🤖 AI Summary
To address the scarcity of multilingual multimodal embedding models, this paper proposes a self-knowledge distillation adaptation method for English-pretrained large vision-language models (LVLMs). The method integrates multilingual contrastive learning, cross-modal alignment loss, and a prompt-guided embedding disentanglement mechanism to enable joint cross-lingual image–text representation learning. We introduce the first dedicated multilingual multimodal evaluation benchmark, supporting cross-lingual image–text retrieval and alignment assessment.
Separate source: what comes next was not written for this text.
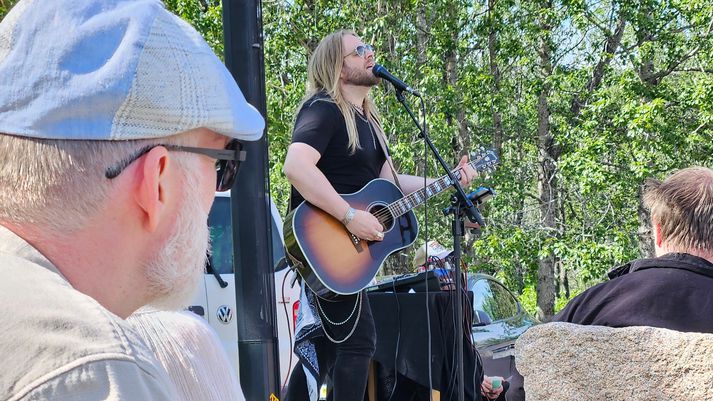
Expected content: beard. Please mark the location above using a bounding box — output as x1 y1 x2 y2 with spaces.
145 159 210 310
342 63 380 87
Extensive experiments across 12 languages and four multimodal tasks demonstrate substantial improvements over monolingual baselines: xVLM2Vec achieves an average 18.7% gain in retrieval accuracy over X-VLM and exhibits strong zero-shot cross-lingual transfer performance.
📝 Abstract
In the current literature, most embedding models are based on the encoder-only transformer architecture to extract a dense and meaningful representation of the given input, which can be a text, an image, and more. With the recent advances in language modeling thanks to the introduction of Large Language Models, the possibility of extracting embeddings from these large and extensively trained models has been explored. However, current studies focus on textual embeddings in English, which is also the main language on which these models have been trained. Furthermore, there are very few models that consider multimodal and multilingual input. In light of this, we propose an adaptation methodology for Large Vision-Language Models trained on English language data to improve their performance in extracting multilingual and multimodal embeddings. Finally, we design and introduce a benchmark to evaluate the effectiveness of multilingual and multimodal embedding models.